Beloved family, beloved friends:

More than a century ago, the story goes, a boy with polio was abandoned at an orphanage in Nebraska.

He had to be carried up and down the stairs by the other boys. When asked if this was hard, one of the boys doing the carrying answered: “He ain’t heavy. He’s my brother.”

That line became a famous ballad, sung by Neil Diamond and The Hollies in the 1970s. And, decades later, a variation of it would arise spontaneously in my mind after Sheldon was struck with painful neuropathy and had to lean on me when he walked:

“He ain’t heavy.

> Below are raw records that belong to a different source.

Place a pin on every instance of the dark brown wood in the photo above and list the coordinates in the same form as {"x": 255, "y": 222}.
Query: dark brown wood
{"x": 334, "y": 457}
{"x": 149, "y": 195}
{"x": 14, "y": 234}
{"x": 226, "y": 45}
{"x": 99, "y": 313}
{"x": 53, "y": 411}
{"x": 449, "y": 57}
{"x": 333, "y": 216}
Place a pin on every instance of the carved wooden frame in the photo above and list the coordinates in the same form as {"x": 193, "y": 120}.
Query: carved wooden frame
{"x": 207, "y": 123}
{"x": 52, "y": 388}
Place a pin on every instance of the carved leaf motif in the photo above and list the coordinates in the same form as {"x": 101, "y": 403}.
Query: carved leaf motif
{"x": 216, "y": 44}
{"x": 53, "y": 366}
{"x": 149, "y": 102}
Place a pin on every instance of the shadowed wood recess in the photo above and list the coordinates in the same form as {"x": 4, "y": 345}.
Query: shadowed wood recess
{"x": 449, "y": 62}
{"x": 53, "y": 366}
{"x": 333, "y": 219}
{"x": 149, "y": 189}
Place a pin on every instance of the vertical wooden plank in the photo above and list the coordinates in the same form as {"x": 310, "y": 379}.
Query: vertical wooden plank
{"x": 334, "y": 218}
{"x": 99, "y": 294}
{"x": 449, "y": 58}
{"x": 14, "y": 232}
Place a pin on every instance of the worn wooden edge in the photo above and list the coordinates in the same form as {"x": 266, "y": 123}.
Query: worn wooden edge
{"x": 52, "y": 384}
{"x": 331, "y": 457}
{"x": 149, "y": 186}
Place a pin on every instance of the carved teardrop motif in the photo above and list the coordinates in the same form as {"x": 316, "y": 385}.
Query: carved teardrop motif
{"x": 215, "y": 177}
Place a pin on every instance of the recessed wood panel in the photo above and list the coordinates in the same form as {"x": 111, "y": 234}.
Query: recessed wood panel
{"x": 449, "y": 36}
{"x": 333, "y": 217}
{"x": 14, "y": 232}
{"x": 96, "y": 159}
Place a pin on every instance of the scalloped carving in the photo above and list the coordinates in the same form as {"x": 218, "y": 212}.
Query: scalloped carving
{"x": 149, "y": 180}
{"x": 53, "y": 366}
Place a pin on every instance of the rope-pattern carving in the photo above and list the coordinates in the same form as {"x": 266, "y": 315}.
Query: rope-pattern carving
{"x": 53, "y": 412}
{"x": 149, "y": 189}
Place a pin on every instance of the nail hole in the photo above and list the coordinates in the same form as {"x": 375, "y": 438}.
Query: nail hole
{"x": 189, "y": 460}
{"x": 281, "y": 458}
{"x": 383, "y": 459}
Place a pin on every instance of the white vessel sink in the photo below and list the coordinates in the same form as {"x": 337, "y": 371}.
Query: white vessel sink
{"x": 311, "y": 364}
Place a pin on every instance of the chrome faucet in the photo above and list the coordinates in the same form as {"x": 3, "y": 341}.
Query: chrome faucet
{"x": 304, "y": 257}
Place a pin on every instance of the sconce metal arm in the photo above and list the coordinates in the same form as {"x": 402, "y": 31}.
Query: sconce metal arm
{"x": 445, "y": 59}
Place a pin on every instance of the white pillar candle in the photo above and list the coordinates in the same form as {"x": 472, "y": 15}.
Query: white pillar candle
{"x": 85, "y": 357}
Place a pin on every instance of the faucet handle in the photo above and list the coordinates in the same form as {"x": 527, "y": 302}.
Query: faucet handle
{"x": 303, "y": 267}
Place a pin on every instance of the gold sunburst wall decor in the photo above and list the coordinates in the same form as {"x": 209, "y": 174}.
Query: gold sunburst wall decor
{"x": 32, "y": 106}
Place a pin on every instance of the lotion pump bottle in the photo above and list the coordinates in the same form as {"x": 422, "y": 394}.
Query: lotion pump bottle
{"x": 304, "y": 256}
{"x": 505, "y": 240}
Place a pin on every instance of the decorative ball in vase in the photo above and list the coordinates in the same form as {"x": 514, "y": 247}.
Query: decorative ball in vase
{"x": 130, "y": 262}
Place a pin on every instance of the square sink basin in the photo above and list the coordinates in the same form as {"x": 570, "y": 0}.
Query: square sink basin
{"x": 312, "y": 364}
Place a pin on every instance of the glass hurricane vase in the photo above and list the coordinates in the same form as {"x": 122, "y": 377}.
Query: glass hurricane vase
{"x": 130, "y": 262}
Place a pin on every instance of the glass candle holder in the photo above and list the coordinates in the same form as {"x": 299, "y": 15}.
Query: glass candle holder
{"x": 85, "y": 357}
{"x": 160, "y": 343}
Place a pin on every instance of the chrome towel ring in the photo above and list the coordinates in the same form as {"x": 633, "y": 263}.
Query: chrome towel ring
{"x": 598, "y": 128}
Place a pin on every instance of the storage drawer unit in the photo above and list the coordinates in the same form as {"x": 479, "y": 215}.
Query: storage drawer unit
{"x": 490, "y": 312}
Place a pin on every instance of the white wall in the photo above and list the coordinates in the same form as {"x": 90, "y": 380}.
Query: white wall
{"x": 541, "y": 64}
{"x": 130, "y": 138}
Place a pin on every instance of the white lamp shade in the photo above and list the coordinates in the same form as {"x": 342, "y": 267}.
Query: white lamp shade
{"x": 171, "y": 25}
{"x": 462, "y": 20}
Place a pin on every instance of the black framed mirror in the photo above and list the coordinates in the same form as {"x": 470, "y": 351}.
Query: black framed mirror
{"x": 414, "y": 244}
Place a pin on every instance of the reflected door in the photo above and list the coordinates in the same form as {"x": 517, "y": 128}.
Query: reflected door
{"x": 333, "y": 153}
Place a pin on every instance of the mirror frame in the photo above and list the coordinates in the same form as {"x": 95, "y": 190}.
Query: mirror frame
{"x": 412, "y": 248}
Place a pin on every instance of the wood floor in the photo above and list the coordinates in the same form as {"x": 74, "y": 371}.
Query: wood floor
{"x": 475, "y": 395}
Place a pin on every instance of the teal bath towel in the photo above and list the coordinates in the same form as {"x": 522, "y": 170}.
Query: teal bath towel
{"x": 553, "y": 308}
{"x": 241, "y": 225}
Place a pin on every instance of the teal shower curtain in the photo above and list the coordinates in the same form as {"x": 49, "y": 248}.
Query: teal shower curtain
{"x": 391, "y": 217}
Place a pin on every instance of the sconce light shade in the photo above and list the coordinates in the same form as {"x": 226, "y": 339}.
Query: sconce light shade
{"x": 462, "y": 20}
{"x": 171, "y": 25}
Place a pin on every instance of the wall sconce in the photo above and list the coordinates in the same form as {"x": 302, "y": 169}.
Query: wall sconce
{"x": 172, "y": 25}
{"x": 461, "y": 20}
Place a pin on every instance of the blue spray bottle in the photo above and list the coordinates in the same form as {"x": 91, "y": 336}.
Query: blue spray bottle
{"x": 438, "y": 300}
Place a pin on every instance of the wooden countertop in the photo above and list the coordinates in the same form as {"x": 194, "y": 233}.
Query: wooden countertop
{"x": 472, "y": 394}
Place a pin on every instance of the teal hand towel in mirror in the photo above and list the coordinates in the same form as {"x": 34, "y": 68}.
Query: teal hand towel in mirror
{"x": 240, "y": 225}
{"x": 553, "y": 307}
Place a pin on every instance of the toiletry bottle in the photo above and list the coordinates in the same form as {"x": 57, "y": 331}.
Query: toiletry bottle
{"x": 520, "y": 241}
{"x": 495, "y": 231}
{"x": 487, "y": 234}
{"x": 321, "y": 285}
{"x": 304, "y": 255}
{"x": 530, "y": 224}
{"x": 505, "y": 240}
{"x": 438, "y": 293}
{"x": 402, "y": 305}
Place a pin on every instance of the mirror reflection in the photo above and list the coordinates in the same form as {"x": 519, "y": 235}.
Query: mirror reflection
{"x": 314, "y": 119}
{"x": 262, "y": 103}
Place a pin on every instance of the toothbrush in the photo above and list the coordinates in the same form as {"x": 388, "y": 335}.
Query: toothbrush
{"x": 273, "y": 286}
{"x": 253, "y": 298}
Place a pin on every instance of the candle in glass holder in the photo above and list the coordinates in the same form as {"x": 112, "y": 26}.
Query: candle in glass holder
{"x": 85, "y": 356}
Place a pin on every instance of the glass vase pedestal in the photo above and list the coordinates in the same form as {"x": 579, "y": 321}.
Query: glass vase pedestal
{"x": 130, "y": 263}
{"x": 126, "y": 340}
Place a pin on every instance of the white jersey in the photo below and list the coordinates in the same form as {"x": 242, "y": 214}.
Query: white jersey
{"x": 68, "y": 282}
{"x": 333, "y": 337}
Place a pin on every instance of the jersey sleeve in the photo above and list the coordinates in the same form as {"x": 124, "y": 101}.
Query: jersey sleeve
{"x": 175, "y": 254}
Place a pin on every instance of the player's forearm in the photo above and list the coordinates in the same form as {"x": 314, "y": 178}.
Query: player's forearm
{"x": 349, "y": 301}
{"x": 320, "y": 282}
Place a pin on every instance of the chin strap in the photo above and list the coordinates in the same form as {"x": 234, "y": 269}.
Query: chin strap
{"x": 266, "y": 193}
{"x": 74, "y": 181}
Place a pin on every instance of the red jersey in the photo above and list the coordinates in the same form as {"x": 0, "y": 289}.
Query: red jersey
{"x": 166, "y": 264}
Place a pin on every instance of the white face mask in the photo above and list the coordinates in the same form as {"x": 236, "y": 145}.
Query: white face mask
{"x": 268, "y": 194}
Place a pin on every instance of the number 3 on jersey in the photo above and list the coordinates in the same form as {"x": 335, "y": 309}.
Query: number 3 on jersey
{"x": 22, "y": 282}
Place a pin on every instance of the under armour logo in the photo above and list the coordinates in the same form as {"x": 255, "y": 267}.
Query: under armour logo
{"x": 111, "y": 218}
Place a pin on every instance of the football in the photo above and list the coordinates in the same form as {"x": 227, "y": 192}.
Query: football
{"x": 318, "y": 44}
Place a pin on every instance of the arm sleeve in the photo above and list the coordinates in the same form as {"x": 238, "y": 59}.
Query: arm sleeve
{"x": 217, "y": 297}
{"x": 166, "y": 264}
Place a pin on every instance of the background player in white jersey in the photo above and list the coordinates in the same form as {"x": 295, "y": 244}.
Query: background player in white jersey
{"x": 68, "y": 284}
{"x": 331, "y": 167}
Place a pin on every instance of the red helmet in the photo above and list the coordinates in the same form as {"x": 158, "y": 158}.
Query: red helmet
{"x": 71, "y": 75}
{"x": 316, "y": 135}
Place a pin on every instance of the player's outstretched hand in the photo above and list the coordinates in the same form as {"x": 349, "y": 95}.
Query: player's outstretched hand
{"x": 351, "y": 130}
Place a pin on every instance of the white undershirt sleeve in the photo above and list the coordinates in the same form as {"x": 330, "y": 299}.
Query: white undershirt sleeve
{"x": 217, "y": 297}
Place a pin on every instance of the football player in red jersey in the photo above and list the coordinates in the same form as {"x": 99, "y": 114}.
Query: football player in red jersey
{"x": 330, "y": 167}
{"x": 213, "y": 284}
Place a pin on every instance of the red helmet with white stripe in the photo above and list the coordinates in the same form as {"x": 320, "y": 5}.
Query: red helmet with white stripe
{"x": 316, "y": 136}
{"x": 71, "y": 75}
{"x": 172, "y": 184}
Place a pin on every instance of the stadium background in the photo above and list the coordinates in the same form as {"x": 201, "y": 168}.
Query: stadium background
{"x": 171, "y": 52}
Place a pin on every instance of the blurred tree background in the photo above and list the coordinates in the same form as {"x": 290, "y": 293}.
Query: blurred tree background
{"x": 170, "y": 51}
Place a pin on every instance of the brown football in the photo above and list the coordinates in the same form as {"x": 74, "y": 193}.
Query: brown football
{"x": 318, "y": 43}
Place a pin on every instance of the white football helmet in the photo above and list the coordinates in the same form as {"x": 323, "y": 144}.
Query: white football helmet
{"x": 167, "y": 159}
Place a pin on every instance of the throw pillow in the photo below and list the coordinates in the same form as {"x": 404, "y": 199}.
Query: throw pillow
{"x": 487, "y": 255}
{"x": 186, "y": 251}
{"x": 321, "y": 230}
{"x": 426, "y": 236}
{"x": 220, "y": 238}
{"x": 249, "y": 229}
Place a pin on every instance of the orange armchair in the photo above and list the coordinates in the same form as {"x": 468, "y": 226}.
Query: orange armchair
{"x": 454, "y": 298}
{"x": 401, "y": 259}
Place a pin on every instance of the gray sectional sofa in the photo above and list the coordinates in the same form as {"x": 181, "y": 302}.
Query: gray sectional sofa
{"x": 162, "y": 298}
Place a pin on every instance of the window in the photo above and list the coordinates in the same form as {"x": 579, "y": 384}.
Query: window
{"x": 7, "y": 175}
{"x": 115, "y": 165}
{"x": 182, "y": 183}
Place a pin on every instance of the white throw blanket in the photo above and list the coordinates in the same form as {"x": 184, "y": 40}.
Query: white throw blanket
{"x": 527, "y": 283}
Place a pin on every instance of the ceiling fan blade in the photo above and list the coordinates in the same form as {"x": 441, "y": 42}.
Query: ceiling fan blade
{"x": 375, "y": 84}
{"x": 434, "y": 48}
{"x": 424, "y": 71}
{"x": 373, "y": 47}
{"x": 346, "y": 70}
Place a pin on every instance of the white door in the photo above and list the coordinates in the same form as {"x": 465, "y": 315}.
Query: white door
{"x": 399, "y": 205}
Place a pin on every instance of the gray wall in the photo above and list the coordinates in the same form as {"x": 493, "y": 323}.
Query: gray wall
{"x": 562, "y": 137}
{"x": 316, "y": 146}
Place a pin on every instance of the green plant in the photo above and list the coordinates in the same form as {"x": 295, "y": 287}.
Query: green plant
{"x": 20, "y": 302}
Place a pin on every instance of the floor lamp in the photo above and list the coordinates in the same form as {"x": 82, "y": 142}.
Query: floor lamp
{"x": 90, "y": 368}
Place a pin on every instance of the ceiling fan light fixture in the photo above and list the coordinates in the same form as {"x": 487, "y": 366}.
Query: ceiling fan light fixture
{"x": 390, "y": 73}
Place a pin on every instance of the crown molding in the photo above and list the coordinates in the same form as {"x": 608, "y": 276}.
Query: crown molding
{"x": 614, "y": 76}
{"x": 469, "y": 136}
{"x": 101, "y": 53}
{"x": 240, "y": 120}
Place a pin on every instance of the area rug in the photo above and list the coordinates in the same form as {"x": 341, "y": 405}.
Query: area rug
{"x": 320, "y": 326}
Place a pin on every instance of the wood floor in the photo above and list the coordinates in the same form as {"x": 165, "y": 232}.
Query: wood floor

He’s my husband!”

It felt effortless, because I was so proud and fulfilled to be not just his wife, the mother of his children, and his partner in business and philanthropy — but also his helpmate …

… or, as Sheldon liked to say: the wind beneath his wings.

How strange it is that the heaviness I did not feel back then has, since his passing, been with me each and every day.

It is the heaviness of a great absence — of a great man, greatly missed.

It is the heaviness of a broken heart.

Beloved family, beloved friends:

A Yahrzeit is meant to bring some closure.

It marks the passing of a year — that universal, unignorable landmark in time — since the passing of our loved one. The cycle of four seasons. An orbit of the Earth around the sun.

A Yahrzeit is meant to bring some distance.

It finds us a year older while the person we mourn remains forever the same age. It finds us borne up or burdened, made wiser or worn down by experiences he or she will never know.

As a committed Jew, as a believer in the sacred traditions of Israel, I embrace this first Yahrzeit for Sheldon — the love of my life, my soul-mate.

But, I confess, it brings me little closure or distance.

Sheldon was so full of passion and compassion, so abounding in dreams and diligence. He squeezed dozens of lifetimes and careers into his 87 and a half years. Someone who burns that bright cannot but leave an afterglow when he is gone.

And, indeed, Sheldon lives on: in the children and grandchildren who are so reminiscent of him; in the philanthropic projects that bear his name; in the industries and city skylines that he created or reshaped; in the gratitude of the countless people who benefited from his leadership and largess.

Hardly a day goes by without me receiving a letter from strangers, recalling the kindnesses Sheldon did for them.

Hardly a day goes by without me asking out loud “What would Sheldon do?” regarding an important decision.

For a year, now, Sheldon has not leaned on me. Indeed, the roles are reversed. Wherever I go, whatever I do, I imagine myself leaning on him — for advice, for encouragement, for the sharing of the most intimate memories.

Why would anyone want closure on that kind of love? Why would anyone want distance from such a fusion of two hearts and minds?

Beloved family, beloved friends:

We came here to commemorate Sheldon. To say Kaddish on the Mount of Olives, where he lies among the saints and statesmen of Zion. To light memorial candles symbolizing his eternal spirit.

But we are also mindful of God’s instruction in the Bible: “I have set before you life and death, the blessing and the curse. Therefore, choose life!”

I have long quoted this line to comfort those who have suffered bereavement.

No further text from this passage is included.